Lightning-AI / pytorch-lightning

Pretrain, finetune and deploy AI models on multiple GPUs, TPUs with zero code changes.
https://lightning.ai
Apache License 2.0
27.91k stars 3.34k forks source link

Enable gradients in validation_step #15765

Closed jharris1679 closed 1 year ago

jharris1679 commented 1 year ago

🚀 Feature

Enable gradient calculations during evaluation loops.

Motivation

Some loss functions require the gradients of the outputs with respect to the inputs. For example, a physics informed neural network uses these gradients in a differential equation as its loss function.

Pitch

Add a set_grad_enabled flag to validation step to make the following possible for learning the cosine function, for example:

def validation_step(self, 
    batch: torch.Tensor, 
    batch_idx: int, 
    set_grad_enabled=True
) -> dict[str, torch.Tensor]:

    x, t = batch

    u_hat = self.forward(x, t)

    dydx = torch.autograd.grad(
              u_hat, 
              x,
              grad_outputs=torch.ones_like(u_hat),
              create_graph=True
          )

    physics_loss = torch.sin(x) - dydx

    return {"loss": physics_loss}

Alternatives

I tried simply adding with torch.set_grad_enabled(True) to my code but of course that didn't work.

Additional context

Physics Informed Neural Networks are a recently introduced architecture for learning differential equations by embedding them in the loss function of a neural network. The key innovation involves repurposing auto-differentiation machinery to obtain derivatives of network outputs wrt its inputs, then plugging those into the residual form of a differential equation. The network learns accurate derivatives by minimizing this residual.

PINNs paper: https://faculty.sites.iastate.edu/hliu/files/inline-files/PINN_RPK_2019_1.pdf


If you enjoy Lightning, check out our other projects! âš¡

carmocca commented 1 year ago

Hi!

You can enable grad during validation. You need to pass Trainer(inference_mode=False) and then you are free to use the context manager.

Duplicate of https://github.com/Lightning-AI/lightning/issues/13948

jharris1679 commented 1 year ago

Oh fantastic, I'll check this out, thank you!

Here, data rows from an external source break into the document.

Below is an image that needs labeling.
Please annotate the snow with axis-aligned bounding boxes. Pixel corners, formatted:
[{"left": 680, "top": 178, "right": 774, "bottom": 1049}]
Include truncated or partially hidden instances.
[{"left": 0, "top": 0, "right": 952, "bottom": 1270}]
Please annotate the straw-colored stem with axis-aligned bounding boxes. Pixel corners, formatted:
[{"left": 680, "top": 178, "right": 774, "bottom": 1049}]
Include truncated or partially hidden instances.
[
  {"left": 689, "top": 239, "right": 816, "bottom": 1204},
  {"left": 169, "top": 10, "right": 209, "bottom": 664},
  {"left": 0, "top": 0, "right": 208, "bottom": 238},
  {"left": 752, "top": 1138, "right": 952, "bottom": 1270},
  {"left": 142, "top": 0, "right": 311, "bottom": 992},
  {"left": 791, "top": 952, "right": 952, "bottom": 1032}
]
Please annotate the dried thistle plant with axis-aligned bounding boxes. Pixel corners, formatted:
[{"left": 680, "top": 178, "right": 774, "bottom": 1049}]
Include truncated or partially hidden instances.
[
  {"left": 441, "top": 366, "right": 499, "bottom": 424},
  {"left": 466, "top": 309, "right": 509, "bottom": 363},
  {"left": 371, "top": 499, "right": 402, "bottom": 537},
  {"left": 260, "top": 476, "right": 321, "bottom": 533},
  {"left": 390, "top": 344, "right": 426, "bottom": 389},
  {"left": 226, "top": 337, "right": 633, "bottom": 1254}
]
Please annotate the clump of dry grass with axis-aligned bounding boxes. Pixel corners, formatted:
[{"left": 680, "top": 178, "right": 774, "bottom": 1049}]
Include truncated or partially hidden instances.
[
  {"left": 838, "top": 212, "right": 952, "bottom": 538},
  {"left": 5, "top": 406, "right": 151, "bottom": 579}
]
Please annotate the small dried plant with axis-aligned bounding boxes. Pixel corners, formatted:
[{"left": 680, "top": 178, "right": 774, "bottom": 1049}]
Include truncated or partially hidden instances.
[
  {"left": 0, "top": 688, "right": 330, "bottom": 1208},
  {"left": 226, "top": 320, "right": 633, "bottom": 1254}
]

jharris1679 commented 1 year ago

I've tried this but still seeing RuntimeError: element 0 of tensors does not require grad and does not have a grad_fn during validation steps, but I can get gradients successfully during a training step. Is there something else I'm missing?

carmocca commented 1 year ago

You will need to set tensor.requires_grad_() for the tensors you want to compute grads for.

jharris1679 commented 1 year ago

Thanks for such a quick response! In my training step, I don't need to do that for the net output, and the loss function is working well. However in my validation_step, if I specify requires grad like so

output = self.net(x)
output.requires_grad_(requires_grad=True)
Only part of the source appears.